Met with an enraptured response, demand was as immense as the watch's critical acclaim—the Big Bang chrono won the design prize at that year’s Geneva Watchmaking Grand Prix and a clutch of other international accolades.
Biver and his successor as CEO, Ricardo Guadalupe, have championed numerous feats of artistic fusion at Hublot, including the creation of patented alloys such as Hublonium (magnesium and aluminium), King Gold (gold and platinum), and Magic Gold. This last remarkable material—a fusion of 24-carat gold and ceramic—is virtually scratch-proof.
The company has also crafted timepiece cases in carbon fibre (melded with gold or titanium, in a further nod to the art of fusion), clear sapphire crystal, Texalium (a carbon/aluminium composite), and volatile, ultra-rare element Osmium.
Innovative case materials would be meaningless without serious horological mojo at the watches’ core.

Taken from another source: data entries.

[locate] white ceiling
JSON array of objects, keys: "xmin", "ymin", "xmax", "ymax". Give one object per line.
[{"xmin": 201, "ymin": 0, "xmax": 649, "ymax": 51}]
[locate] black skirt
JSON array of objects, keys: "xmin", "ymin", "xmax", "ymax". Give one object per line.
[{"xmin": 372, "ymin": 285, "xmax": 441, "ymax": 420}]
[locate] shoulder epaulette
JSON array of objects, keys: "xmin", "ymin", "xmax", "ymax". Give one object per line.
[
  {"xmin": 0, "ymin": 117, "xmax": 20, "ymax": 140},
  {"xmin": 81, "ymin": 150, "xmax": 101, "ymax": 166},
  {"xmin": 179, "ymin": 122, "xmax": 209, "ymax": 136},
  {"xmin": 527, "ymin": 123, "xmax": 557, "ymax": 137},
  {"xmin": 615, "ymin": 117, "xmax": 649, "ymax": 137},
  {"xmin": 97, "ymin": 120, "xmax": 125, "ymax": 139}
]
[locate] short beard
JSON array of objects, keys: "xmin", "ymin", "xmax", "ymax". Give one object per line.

And indeed, despite the modern aesthetic of the brand’s movements, traditional watchmaking craftsmanship is Hublot’s lifeblood and beating heart.
“The Art of Fusion finds its expression far beyond the materials,” says CEO Ricardo Guadalupe. “It’s a lifestyle, it’s a mindset that guides all Hublot’s actions and partnerships. To us, The Art of Fusion means linking yesterday and today with tomorrow,” he explains. One glance at a Hublot watch, and you’ll see exactly what he means.